Al poeta non interessa indicare quali ne siano le caratteristiche: essa è piuttosto il piacere di immaginare liberamente e appare come la negazione di ogni limite.
Questa realtà è diversa dallo spazio chiuso, dalla banalità quotidiana, dal tempo devastatore, dalla delusione che brucia la brevissime tracce di felicità offerte dal paesaggio e dalla vita.
Più tardi Leopardi riuscì ad allontanarsi da Recanati recandosi a Roma.
Il poeta volle abbandonare il suo paese natio, perché lo considerava “angusto” e monotono e desiderava ardentemente visitare Roma, perché essa rappresentava il mito della realtà diversa.
Leopardi, però tornò da Roma deluso,e una volta per sempre, ebbe coscienza di quello che sarebbe stato il suo destino, la sua solitudine di uomo.
Da questa amara esperienza Leopardi capì che la realtà, una volta conosciuta rivela il suo volto grigio.
Dopo aver vagabondato ininterrottamente nell’illusione di trovare nel mondo esterno quella pace che il suo animo gli avrebbe sempre negato ritornò a Recanati e nacquero i “grandi idilli”.
Leopardi passò dal pessimismo storico al pessimismo cosmico.
Il poeta, prima di fronte alle fondamentali domande dell’esistenza constata l’infelicità umana.
Infatti secondo Leopardi l’uomo nasce buono nello stato naturale, ma è a causa della ragione che diventa infelice, perché con essa comprende i suoi limiti.
Capisce che il pessimismo non è una legge naturale, ma nasce dopo che l’uomo ha voluto scoprire il vero.
Leopardi all’inizio pensa che causa di quest’infelicità dell’uomo non è la natura, perché essa da’ la possibilità all’uomo di illudersi e di sognare e quindi di attenuare il dolore che lo può affiggere.
Più tardi il poeta giunge ad un’altra concezione pensa cioè che la natura ha generato il bisogno
di felicità nell’uomo senza dargli la possibilità ed i mezzi idonei per raggiungerla.
Da questa visione il poeta passa al “ pessimismo cosmico” in base al quale tutti gli uomini sono destinati all’infelicità e la felicità non la raggiungeranno mai, per cui l’uomo essendo destinato al fallimento si rassegna ed accetta la vita come gli si presenta.
Il tema della comicità viene trattato in diverse poesie, ma si evidenzia soprattutto nel “Canto notturno di un pastore errante nell’Asia”.

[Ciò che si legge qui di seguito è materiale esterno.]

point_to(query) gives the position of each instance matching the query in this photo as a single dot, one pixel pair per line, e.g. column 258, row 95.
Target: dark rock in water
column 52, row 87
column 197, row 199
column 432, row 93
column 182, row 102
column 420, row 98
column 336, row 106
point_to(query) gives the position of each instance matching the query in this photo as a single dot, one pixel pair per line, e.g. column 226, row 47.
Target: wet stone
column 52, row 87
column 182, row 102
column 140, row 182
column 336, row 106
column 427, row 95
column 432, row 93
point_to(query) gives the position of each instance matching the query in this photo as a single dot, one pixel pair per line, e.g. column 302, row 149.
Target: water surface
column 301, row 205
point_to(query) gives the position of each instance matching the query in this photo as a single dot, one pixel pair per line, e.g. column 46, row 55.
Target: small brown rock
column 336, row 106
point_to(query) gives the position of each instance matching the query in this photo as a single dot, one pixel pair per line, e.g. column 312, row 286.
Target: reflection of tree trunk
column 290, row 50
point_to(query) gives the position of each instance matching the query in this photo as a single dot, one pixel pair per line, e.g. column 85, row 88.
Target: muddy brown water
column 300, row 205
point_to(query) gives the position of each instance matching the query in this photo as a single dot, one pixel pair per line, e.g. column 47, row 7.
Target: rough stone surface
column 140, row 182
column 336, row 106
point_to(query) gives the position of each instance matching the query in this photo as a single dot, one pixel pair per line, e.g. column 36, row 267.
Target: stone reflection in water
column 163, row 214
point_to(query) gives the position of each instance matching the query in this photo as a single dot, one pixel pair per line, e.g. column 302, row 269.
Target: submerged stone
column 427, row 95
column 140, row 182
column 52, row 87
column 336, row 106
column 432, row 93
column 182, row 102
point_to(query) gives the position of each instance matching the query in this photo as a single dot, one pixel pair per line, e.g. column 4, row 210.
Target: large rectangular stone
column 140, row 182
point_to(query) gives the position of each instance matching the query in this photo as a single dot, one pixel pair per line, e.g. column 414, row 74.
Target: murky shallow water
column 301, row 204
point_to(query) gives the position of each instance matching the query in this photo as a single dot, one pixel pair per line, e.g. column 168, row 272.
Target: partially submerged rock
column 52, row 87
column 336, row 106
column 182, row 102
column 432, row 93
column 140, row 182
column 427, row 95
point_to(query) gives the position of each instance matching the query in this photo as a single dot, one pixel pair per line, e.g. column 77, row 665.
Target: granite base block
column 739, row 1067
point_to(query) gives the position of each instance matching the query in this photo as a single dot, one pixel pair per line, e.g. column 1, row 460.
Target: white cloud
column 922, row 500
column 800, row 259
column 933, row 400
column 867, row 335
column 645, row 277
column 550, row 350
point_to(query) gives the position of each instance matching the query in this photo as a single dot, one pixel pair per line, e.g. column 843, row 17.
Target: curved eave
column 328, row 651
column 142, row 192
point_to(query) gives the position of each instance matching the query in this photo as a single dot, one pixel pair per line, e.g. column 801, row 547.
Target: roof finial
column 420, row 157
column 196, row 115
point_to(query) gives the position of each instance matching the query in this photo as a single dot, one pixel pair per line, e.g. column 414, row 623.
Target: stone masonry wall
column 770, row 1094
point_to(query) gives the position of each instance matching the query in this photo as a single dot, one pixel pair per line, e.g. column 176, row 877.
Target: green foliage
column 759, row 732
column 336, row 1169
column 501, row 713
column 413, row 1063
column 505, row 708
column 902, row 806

In questo canto si snodano le riflessioni del pastore che tenta un impossibile colloquio con la luna, pallida e contemplativa, ma estranea alle vicende umane.
La vera condizione dell’uomo indagata con pietoso affetto, ma anche con lucida inflessibilità appare drammatica, e per addolcirla, non servono le arti dei genitori per consolare i figli, perché più tragico sarebbe il riconoscimento di quella reale sventura che è l’esistenza.
Leopardi fa un significativo confronto tra gli uomini e gli animali e si chiede il motivo dell’infelicità degli uni e della felicità degli altri.
Gli uomini sono infelici per la loro inquietudine, mentre gli animali, vivendo nell’incoscienza, non hanno dubbi angosciosi e sanno presto dimenticare ogni cosa e quindi sono felici.
Leopardi pensa che quando la natura si fa partecipe cioè viene coinvolta nei problemi umani non è più considerata una forza a sé, ma è solo lo specchio dell’esperienza di dolore dell’uomo.
Dunque all’uomo sembra cancellarsi anche l’illusione di poter trovare altrove la felicità, perché anche il segreto cosmico si rivela nel funesto dolore universale che è presente nell’intera natura.